Ci fermiamo a chiedere un accendino al parco ad un ragazzo che ci scruta interessato e sappiamo che non dirà di no, poi ci fermiamo su un muretto a guardare ragazzetti di quindici anni che rollano una canna o giocano a picchiarsi.
<< L'anno scorso anche noi girovagavamo qui e aspettavamo che il resto della compagnia arrivasse. Ti ricordi? >> mi domanda.
<< Sì. Quei ragazzetti che fumano laggiù potevamo essere noi l'anno scorso. Eravamo come loro, stare qui ed essere giudicati come "quelli da cui stare lontani" ci piaceva da morire >>
<< Solo che 17 anni non sono 19. Dobbiamo iniziare a pensare al futuro, il nostro tempo di essere cattive ragazze è finito... >>
La capisco. Eravamo felici in quel periodo, i problemi ci scivolavano addosso, i guai che potevamo passare facendo quel che facevamo anche. Il gruppo con cui ci ritrovavamo sempre si era sciolto qualche mese dopo, colpa dei genitori apprensivi, della scuola, qualcuno ha passato la nottata in caserma a soli 15 anni, altri hanno cambiato comitiva e noi due ci eravamo ritrovate sole senza neanche accorgercene.

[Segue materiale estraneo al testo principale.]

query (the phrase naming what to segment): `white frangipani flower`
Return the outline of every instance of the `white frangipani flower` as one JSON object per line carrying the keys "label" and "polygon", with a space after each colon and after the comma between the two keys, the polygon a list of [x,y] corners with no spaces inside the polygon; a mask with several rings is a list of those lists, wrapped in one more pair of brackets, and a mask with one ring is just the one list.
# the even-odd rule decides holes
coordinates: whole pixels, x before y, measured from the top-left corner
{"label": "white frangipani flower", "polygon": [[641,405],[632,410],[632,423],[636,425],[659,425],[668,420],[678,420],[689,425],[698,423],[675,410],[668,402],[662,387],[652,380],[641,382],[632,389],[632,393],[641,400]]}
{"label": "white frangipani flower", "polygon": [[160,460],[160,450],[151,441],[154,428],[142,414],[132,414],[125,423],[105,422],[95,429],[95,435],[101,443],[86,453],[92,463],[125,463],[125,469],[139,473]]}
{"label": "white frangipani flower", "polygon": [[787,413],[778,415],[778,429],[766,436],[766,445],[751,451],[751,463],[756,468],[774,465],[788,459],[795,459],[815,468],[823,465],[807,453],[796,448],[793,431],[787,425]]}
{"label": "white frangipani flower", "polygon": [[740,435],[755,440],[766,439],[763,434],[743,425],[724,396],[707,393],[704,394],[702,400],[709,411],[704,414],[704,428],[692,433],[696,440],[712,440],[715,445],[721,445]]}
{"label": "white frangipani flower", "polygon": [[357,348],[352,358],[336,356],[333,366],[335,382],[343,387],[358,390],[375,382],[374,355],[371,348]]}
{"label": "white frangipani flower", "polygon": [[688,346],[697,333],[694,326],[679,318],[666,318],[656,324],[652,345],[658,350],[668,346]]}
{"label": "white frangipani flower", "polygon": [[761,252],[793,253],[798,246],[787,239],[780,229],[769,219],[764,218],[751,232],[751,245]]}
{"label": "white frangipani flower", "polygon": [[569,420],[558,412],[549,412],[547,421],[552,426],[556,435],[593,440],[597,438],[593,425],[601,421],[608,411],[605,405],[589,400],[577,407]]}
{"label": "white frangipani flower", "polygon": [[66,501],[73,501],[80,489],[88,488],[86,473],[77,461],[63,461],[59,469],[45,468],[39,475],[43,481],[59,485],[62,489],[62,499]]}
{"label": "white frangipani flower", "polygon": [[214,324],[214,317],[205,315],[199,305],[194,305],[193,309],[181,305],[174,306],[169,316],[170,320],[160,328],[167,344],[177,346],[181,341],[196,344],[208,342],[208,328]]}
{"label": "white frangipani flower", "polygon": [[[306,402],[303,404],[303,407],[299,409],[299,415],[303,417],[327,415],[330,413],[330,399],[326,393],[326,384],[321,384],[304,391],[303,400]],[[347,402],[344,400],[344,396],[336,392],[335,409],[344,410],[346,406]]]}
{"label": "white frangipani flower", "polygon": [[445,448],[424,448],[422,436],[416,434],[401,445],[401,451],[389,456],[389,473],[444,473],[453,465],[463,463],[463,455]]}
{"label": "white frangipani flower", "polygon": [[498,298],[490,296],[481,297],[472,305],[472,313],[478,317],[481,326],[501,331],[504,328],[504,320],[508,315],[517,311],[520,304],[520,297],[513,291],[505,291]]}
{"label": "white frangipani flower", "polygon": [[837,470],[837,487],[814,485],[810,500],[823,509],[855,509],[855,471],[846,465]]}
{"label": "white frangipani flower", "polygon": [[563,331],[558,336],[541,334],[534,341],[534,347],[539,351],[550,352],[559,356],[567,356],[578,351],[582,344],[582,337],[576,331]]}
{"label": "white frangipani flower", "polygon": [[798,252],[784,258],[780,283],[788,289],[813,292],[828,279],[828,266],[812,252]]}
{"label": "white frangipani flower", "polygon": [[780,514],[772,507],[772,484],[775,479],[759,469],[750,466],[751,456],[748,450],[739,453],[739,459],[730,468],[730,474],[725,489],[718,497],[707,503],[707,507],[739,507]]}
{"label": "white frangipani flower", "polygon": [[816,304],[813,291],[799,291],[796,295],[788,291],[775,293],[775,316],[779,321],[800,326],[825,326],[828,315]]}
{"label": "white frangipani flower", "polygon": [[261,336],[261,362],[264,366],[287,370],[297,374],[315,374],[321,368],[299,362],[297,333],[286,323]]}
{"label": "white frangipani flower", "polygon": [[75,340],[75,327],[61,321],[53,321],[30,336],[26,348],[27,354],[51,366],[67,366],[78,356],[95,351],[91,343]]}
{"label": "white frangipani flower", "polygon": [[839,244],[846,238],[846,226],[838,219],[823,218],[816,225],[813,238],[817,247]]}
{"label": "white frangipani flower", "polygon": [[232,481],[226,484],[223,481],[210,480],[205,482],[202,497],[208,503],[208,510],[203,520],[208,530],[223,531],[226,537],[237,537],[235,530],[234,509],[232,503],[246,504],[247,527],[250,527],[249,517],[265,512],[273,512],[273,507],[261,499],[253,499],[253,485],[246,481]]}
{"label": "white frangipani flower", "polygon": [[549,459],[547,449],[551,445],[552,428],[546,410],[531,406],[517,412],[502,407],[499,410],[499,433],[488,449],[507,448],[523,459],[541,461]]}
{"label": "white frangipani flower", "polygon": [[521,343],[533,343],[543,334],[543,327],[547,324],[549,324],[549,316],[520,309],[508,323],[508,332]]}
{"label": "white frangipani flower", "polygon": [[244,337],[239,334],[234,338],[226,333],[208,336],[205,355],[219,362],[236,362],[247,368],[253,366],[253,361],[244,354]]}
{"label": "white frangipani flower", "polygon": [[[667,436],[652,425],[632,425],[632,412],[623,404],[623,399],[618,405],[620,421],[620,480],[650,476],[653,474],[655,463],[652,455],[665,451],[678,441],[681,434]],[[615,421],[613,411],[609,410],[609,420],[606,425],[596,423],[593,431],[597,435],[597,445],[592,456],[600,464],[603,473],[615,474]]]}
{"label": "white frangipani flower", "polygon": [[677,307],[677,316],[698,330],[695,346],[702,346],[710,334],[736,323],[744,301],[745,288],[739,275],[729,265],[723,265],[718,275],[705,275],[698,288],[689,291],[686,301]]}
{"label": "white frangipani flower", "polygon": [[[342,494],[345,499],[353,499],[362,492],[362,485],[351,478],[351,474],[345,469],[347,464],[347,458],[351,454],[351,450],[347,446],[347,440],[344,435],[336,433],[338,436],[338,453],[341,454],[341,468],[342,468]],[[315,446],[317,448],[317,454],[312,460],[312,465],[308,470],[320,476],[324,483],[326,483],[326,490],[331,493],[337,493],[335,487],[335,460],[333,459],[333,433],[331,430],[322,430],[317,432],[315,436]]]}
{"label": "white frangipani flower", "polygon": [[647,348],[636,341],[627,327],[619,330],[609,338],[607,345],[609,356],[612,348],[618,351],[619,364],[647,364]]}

Non avevamo niente, non eravamo niente e le cose non sono cambiate molto da allora.
<< Che si fa questa sera? >> le domando, sperando di chiudere un argomento che ci porta solo amarezza.
<< Imparerai a leggere i messaggi sul gruppo prima o poi? >> risponde con un'altra domanda, però almeno mi sorride.
<< Forse... Sai, oggi Filippo non mi ha neanche salutata prima che andassi da Ciccio... >> le rivelo con una punta di tristezza nella voce.
Ciccio è il soprannome che abbiamo affibiato al mio ragazzo prima che ci mettessimo insieme, solo che nel tempo l'abitudine di chiamarlo così non ci è mai passata.
<< Ancora? Ha un vizio orribile. Avete litigato per caso oppure hai fatto qualcosa che gli ha dato fastidio? >>
<< No! >> le rispondo sicura, poi le richiedo che programmi abbiamo per stasera.
Mi dice che ha raccontato ciò che stava succedendo tra i suoi genitori e quindi per distrarla, Giulio e Filippo stanno organizzando una bella serata.
Già m'immagino: Giulio la consolerà e passeranno una romantica serata, mentre io starò da sola perché Filippo non mi rivolgerà la parola, purtroppo lo conosco bene.
Non mi soffermo troppo a pensarci, in fondo è solo una serata, no?